In May, Jagdeo had disclosed that CRFGL had advised they were “having a hard time doing the BOOT Contract and they want to shift to an EPC plus financing, where the government finances the project and they will be the contractors.” The suggested model of financing by CRFGL was not in compliance with the terms under which the company bid for the project. Jagdeo had said “they simply can’t raise financing,” when asked about the challenges in the negotiations. The project would have cost roughly US$1 billion. Since last November government has been in negotiations on the project, which has been on and off its agenda for over 15 years.

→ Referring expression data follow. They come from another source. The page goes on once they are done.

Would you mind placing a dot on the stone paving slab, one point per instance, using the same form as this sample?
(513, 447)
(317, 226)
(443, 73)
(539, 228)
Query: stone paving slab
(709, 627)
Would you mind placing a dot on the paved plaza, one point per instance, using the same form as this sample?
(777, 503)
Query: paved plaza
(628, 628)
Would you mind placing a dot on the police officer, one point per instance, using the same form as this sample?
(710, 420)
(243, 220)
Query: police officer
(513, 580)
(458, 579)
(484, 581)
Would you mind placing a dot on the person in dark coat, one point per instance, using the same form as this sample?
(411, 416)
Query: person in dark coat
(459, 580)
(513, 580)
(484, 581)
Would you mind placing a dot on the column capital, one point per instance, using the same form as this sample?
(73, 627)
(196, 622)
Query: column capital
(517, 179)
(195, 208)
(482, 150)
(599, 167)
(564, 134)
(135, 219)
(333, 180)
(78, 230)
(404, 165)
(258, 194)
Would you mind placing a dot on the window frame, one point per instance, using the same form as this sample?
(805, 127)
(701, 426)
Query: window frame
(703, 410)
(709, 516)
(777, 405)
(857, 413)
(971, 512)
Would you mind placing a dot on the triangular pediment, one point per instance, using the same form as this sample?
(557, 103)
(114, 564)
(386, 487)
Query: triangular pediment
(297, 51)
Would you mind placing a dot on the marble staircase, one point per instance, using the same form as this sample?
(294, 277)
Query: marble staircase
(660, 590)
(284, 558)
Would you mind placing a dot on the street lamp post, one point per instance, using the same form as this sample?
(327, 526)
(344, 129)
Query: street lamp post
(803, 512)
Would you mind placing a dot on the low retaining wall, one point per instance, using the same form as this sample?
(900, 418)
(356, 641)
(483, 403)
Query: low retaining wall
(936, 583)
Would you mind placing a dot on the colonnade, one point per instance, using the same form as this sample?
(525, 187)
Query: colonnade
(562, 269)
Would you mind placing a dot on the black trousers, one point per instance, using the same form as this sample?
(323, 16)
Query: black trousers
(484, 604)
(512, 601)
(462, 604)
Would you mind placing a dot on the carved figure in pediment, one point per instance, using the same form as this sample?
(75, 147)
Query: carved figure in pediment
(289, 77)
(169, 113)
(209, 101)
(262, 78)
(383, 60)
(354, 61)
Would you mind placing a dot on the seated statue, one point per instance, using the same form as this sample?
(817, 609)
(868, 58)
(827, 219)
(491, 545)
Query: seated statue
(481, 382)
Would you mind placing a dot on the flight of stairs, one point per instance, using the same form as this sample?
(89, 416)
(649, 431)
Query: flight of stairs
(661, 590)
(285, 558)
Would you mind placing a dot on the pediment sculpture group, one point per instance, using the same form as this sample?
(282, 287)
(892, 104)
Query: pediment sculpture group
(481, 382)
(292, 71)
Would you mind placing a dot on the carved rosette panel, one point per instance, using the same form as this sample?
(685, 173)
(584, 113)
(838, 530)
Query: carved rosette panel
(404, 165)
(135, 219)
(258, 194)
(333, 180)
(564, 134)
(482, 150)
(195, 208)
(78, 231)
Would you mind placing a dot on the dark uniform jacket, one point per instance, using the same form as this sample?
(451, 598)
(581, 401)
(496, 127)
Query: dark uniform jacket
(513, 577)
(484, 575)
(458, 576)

“The last six months we have been struggling to reach an agreement. We will have to give a deadline and cancel if they can’t proceed with the original model…The tender was about Build, Own, Operate, Transfer, not a EPC Plus finance model…so we may have a setback on that,” Jagdeo said in May during a press conference.

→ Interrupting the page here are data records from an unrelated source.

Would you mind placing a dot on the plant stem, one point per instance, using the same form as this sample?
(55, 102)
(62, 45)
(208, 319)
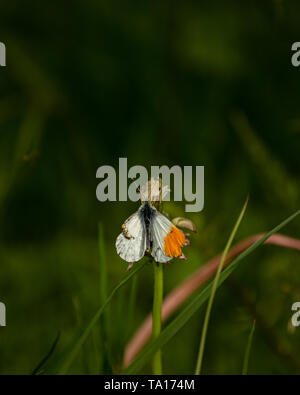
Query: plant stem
(213, 291)
(156, 314)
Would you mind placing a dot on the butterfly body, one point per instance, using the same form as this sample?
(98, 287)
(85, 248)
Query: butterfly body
(149, 231)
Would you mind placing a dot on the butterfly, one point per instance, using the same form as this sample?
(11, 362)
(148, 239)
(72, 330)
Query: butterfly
(149, 231)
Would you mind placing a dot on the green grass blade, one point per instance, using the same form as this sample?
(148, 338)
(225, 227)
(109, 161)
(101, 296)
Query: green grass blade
(214, 288)
(131, 307)
(103, 328)
(38, 369)
(248, 349)
(195, 303)
(64, 360)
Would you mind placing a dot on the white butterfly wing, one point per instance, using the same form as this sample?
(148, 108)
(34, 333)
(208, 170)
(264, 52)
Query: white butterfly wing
(161, 226)
(131, 243)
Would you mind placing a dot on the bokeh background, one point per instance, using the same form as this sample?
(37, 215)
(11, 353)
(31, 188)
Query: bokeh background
(191, 83)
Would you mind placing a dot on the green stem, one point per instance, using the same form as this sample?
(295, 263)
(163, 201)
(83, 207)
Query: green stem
(156, 314)
(213, 291)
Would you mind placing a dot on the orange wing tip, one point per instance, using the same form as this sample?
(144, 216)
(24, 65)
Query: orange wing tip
(173, 242)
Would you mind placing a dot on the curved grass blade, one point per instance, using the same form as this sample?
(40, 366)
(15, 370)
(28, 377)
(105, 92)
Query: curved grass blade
(214, 288)
(38, 370)
(197, 301)
(248, 349)
(63, 362)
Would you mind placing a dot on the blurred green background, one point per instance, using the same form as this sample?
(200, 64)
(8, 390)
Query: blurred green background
(191, 83)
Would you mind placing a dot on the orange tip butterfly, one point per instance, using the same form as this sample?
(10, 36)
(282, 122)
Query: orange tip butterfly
(149, 231)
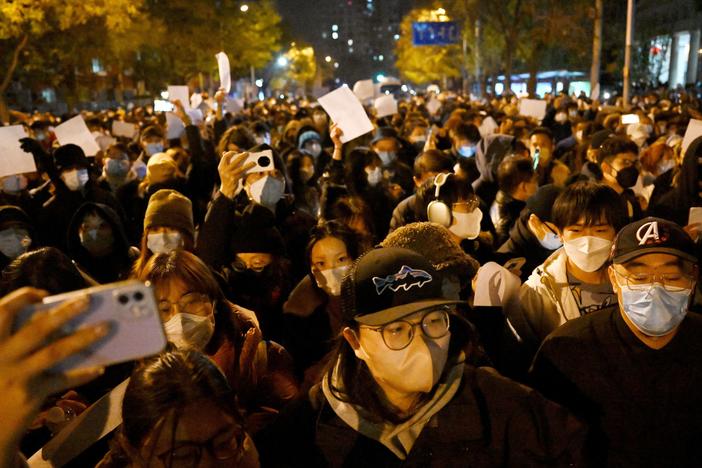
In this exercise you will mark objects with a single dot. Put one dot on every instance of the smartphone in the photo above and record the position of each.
(163, 106)
(263, 160)
(630, 119)
(515, 263)
(129, 306)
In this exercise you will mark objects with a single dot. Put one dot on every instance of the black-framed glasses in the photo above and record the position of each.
(227, 446)
(398, 335)
(191, 303)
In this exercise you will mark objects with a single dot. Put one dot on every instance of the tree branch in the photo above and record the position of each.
(13, 63)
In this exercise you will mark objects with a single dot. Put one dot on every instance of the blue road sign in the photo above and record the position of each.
(435, 33)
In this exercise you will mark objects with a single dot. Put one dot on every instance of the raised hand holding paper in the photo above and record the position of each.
(535, 108)
(364, 89)
(14, 160)
(123, 129)
(346, 111)
(386, 105)
(75, 131)
(225, 78)
(179, 92)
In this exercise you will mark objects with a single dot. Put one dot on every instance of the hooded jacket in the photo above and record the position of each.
(116, 265)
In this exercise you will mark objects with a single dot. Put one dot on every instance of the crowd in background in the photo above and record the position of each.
(257, 276)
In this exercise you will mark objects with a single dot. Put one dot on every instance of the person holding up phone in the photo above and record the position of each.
(27, 357)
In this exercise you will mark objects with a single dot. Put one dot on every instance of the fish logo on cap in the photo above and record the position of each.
(405, 279)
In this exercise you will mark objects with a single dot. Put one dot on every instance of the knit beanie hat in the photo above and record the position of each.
(161, 168)
(435, 243)
(70, 155)
(257, 232)
(171, 209)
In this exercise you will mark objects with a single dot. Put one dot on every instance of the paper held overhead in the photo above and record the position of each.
(694, 130)
(14, 160)
(180, 93)
(225, 78)
(346, 111)
(535, 108)
(364, 89)
(385, 105)
(75, 131)
(123, 129)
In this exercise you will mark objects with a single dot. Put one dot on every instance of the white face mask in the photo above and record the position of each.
(330, 280)
(189, 331)
(466, 225)
(14, 242)
(417, 368)
(375, 176)
(267, 191)
(14, 183)
(588, 253)
(164, 242)
(75, 179)
(551, 241)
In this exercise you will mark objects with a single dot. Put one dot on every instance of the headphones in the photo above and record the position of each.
(438, 211)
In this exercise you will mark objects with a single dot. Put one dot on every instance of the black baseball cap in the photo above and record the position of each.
(389, 283)
(652, 235)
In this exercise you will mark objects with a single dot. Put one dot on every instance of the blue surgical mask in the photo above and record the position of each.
(467, 151)
(655, 311)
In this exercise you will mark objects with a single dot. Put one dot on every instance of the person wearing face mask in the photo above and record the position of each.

Jagdeo responded in the negative when asked if there are considerations to engage the second most competitive bidder, stating that that bidder proposed a higher retail selling figure per kilowatt per hour – US 9.9 cents. CRFGL, in their bid, proposed to sell electricity to the government at US$0.07737 per kWh. With the gas to energy project set to come on stream some years from now, Jagdeo said it would not be feasible to lock in an agreement to purchase electricity higher than US 6 to 7 cents per kilowatt hour. He stated that when the project was initially conceptualised and undertaken by Sithe Global, a subsidiary of Blackstone, government was prepared then to purchase electricity at US 10 cents per kilowatt per hour since Guyana was generating electricity at twice that cost.

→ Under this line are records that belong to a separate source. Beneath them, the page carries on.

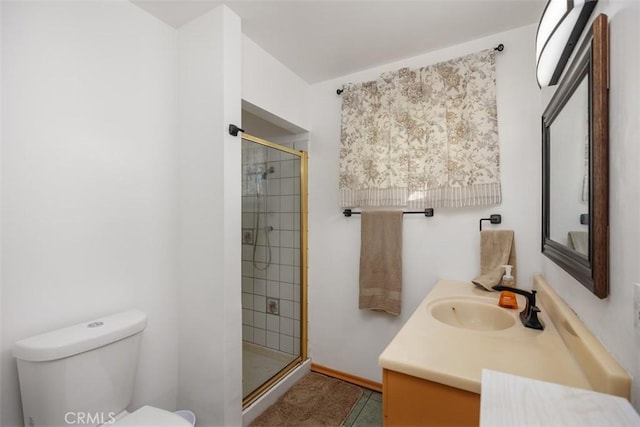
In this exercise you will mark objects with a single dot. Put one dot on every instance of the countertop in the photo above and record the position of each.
(435, 351)
(509, 400)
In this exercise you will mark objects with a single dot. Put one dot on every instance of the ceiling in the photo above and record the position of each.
(322, 40)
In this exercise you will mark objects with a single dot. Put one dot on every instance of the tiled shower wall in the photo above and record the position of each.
(271, 296)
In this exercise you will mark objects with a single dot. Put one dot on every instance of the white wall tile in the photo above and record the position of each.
(247, 284)
(247, 333)
(276, 169)
(247, 252)
(287, 169)
(273, 340)
(247, 301)
(286, 256)
(287, 204)
(286, 344)
(287, 186)
(286, 291)
(259, 303)
(273, 203)
(286, 326)
(247, 268)
(286, 239)
(260, 320)
(260, 287)
(273, 323)
(247, 317)
(259, 337)
(286, 309)
(273, 187)
(286, 273)
(273, 289)
(286, 221)
(273, 272)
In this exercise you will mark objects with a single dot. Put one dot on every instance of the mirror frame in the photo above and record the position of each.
(592, 61)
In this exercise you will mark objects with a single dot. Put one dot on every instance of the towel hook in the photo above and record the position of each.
(493, 218)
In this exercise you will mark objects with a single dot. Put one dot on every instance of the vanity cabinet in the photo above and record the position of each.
(412, 401)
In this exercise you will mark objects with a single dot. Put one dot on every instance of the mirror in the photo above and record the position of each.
(575, 188)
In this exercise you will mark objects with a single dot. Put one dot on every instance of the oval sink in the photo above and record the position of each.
(468, 314)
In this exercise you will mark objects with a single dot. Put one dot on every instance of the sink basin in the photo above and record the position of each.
(470, 314)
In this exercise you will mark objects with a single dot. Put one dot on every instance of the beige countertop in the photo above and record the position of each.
(429, 349)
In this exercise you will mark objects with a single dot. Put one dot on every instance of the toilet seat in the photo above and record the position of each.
(148, 416)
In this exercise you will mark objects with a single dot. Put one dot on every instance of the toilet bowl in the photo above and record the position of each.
(84, 375)
(150, 416)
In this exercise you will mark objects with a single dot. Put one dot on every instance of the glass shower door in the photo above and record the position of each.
(273, 263)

At the May press conference, Jagdeo, when questioned on whether government is prepared to engage in an EPC financing model should they return to tender, said there has been no consideration regarding the utility of that model and extensive discussions will have to be undertaken before a commitment can be made. The contention then was that the BOOT model chosen for the construction of the AFHP was well thought out since government did not want to incur any debt. Under the BOOT arrangement, CRGL would have operated the project for twenty years before transferring it to government. CRGL was awarded the contract on Cabinet’s no-objection after being deemed the “most capable partner” for the project.
Jagdeo last November had said “Amaila still remains the best option for meeting baseload renewable energy for Guyana. That is the only way you can decarbonise, so the only way to achieve renewable energy is through the construction of the hydropower,” while making reference to a Norway study done after the former David Granger-led administration took office. He explained that despite the delays and shelving of the project by the APNU+AFC coalition-led government in 2015, Guyana stood to benefit from a better deal. According to Jagdeo, in the initial deal, electricity would have been purchased at US 10 cents per kWh, but under the new deal GPL will be purchasing electricity at US 7 cents per kWh or lower. The hydro project, previously pegged at US$858.1 million, was the pre-2015 PPP/C government flagship project. However, then opposition A Partnership for National Unity (APNU) and the Alliance For Change (AFC) used their joint one-seat majority to effectively halt the project. Once in government in 2015, the APNU+AFC coalition scrapped the project, citing costs and other concerns, while signalling that it was focusing on an energy mix with natural gas as a prime component.